Bad MSN

The MSNBot recently attempted to request a page on a website I run that is not publicly linked. In fact, no page from the domain name in question is publicly linked. The robots.txt file excludes all robots. My .htaccess file also blocks HTTP requests from known search engine robot IP address ranges (including MSNBot’s). Moreover, the page requested wasn’t the top level page (i.e., http://domain.com/), but some page buried therein (i.e., http://domain.com/some_dir/some_page.html).
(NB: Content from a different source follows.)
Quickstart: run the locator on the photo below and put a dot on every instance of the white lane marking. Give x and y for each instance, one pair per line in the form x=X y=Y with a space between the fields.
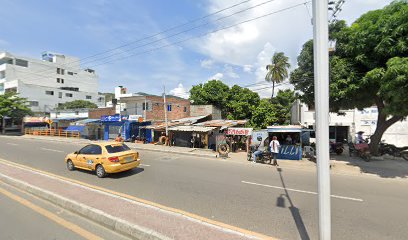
x=52 y=150
x=302 y=191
The only request I have in my server logs from MSNBot is for this buried page—MSNBot (at least, identified as MSNBot) never requested any of the pages that would be necessary to find this buried page. The universe of people who have access the website at this domain is very small; I can in fact identify every single IP address in the server log as someone I know.

I can only conceive of two hypotheses for this, both of them would be a bad sign for MSNBot:

  • The URL did appear in some emails to hotmail.com addresses; is it conceivable that MSN actually pulls out URLs from emails for spidering? Seems quite unlikely.
  • MSNBot visited the domain disguised, both by IP address and user agent, as someone else, to find the URL in question. I would hope MSNBot wouldn’t engage in such a poor practice, but maybe they do it to detect cloaking or similar manipulative practices.

I don’t mean to be a conspiracy theorist, but can anyone conceive of any other way the MSNBot could have even found out about the URL in question?